Negli ultimi mesi, l’intelligenza artificiale è uscita definitivamente dal mondo della sperimentazione per entrare in quello della regolamentazione.
Con l’approvazione definitiva della Legge n. 132/2025, l’Italia diventa uno dei primi paesi in Europa ad aver recepito e ampliato i principi dell’AI Act, il regolamento europeo che definisce il quadro giuridico per lo sviluppo e l’uso dell’intelligenza artificiale in modo sicuro, trasparente e umano-centrico.
Questa legge nazionale, nata per adattare il Regolamento (UE) 2024/1689 al contesto economico e culturale italiano, non è solo un atto burocratico. È un segnale politico, tecnologico e strategico: il Paese intende essere protagonista nell’adozione etica e consapevole dell’AI.
L’AI Act europeo stabilisce un principio chiave: non tutte le intelligenze artificiali sono uguali.
Il regolamento introduce una classificazione basata sul rischio — minimo, limitato, alto, inaccettabile — e impone obblighi di trasparenza e sicurezza crescenti in base al livello di rischio.

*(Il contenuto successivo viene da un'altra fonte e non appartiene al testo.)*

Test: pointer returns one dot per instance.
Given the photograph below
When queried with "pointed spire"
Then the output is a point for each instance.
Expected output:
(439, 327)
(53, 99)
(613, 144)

L’Italia, con la sua Legge 132/2025, ha deciso di fare un passo in più.
Il testo approvato dal Parlamento non si limita a recepire le norme europee, ma aggiunge elementi specifici per il nostro contesto nazionale.
Si tratta di un vero e proprio “AI Act all’italiana”, con una doppia ambizione:
creare regole più chiare per le imprese e le pubbliche amministrazioni,
assicurare che l’adozione dell’AI sia coerente con i valori costituzionali di tutela della persona e dignità del lavoro.
In particolare, la legge italiana stabilisce principi cardine come:
centralità dell’uomo nei processi decisionali automatizzati;
supervisione umana obbligatoria per i sistemi ad alto rischio;
tracciabilità e trasparenza dei processi algoritmici;
protezione dei dati e sicurezza informatica integrata sin dalla progettazione;
valorizzazione della formazione come requisito strategico per ogni organizzazione che adotta soluzioni AI.
Per evitare la frammentazione normativa, la legge introduce un modello di governance multilivello.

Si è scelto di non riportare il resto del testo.